George Will on Cuba
Leave it to George Will to have a basically solid argument (i.e. the Republican stance on Cuba is misguided) and then to muck it up. In particular, he argues that Obama achieved too little.
There are two reasons for questioning whether Obama really tried. First, he is generally congruent with, and partly a product of, academic leftism. Hence, he might be tinged with the sentimentalism that has made Cuba a destination for political pilgrims too ideologically blinkered to see the extraordinary sadism of Cuba’s treatment of its many political prisoners. Second, Obama is so phobic about George W. Bush’s miscarried “regime change” in Iraq that he cannot embrace, or at least enunciate, a regime change policy toward Cuba. Regime change, however, must be, at bottom, the justification for his new approach.
This "academic leftism" focused on Cuba idea, like so much else related to Cuba, is a Cold War-era phenomenon. I know plenty of academics who consider themselves on the left and they do not romanticize Cuban socialism. Even 15-20 years ago, in all my years of graduate school--when Latin Americanist professors impart their views on so many things to graduate students--I never heard that sentiment ever come up.

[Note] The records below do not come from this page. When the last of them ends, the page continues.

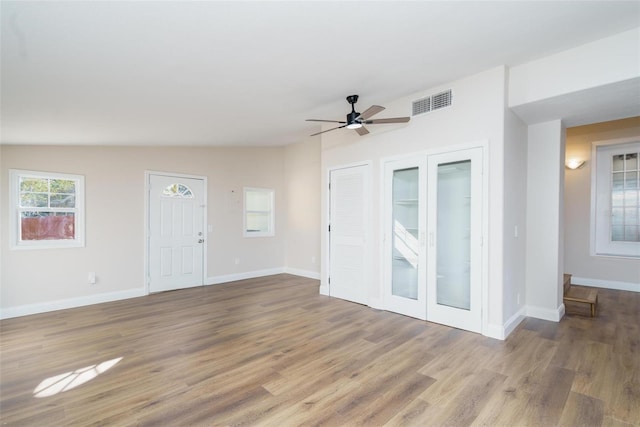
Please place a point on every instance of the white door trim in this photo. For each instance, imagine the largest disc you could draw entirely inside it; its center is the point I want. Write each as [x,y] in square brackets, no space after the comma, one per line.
[147,181]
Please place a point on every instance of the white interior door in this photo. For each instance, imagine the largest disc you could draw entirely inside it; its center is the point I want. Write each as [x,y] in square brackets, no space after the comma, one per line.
[454,222]
[349,222]
[404,248]
[176,232]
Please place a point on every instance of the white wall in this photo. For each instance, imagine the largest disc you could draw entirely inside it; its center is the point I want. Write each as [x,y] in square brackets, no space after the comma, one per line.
[587,269]
[302,183]
[475,116]
[515,221]
[545,177]
[37,280]
[600,63]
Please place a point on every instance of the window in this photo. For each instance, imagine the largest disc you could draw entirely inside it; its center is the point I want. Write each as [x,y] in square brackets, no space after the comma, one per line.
[47,210]
[617,200]
[258,212]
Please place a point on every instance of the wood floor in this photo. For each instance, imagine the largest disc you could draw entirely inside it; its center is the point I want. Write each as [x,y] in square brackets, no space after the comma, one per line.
[273,352]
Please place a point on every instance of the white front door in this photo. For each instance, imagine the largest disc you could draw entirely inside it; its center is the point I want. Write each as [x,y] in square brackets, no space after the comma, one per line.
[454,223]
[176,232]
[349,200]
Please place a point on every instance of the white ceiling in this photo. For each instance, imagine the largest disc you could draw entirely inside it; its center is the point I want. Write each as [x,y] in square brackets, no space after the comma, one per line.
[250,73]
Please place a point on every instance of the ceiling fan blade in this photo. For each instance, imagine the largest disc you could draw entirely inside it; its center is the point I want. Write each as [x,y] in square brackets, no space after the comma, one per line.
[362,130]
[389,120]
[369,112]
[326,121]
[318,133]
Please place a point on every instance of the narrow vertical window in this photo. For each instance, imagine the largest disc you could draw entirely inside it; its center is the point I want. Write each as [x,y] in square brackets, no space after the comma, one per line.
[258,212]
[617,200]
[47,210]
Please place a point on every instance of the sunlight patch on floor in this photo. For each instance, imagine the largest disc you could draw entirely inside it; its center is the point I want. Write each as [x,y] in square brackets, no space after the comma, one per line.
[69,380]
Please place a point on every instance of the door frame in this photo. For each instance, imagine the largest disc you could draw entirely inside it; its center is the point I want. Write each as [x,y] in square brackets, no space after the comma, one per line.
[368,255]
[147,211]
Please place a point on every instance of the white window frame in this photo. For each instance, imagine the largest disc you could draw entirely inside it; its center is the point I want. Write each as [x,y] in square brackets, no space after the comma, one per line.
[15,211]
[271,212]
[601,243]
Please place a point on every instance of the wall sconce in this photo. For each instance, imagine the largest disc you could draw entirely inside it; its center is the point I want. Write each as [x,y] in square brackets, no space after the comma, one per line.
[574,163]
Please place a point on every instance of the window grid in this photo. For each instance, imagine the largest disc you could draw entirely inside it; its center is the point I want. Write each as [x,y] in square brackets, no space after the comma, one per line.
[47,210]
[625,197]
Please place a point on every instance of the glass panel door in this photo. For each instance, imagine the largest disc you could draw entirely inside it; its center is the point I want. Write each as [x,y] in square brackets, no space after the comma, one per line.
[455,238]
[404,280]
[453,249]
[405,221]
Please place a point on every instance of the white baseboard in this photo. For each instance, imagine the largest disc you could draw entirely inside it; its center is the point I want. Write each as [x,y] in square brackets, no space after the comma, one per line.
[25,310]
[606,284]
[303,273]
[545,313]
[216,280]
[376,303]
[512,323]
[494,331]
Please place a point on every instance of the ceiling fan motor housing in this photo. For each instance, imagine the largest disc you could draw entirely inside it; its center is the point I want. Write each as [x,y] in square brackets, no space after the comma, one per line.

Next, you do not have to be phobic about George W. Bush to avoid a policy based on regime change. You just have to be intelligent and conscious of historical precedent pointing to disaster. What Will clearly does not understand is that Obama is simply saying that the U.S. won't be the obstacle anymore. We've helped prop up the Castro regime and now we'll get out of the way. Calling for regime change would've backfired. As always in Cuba.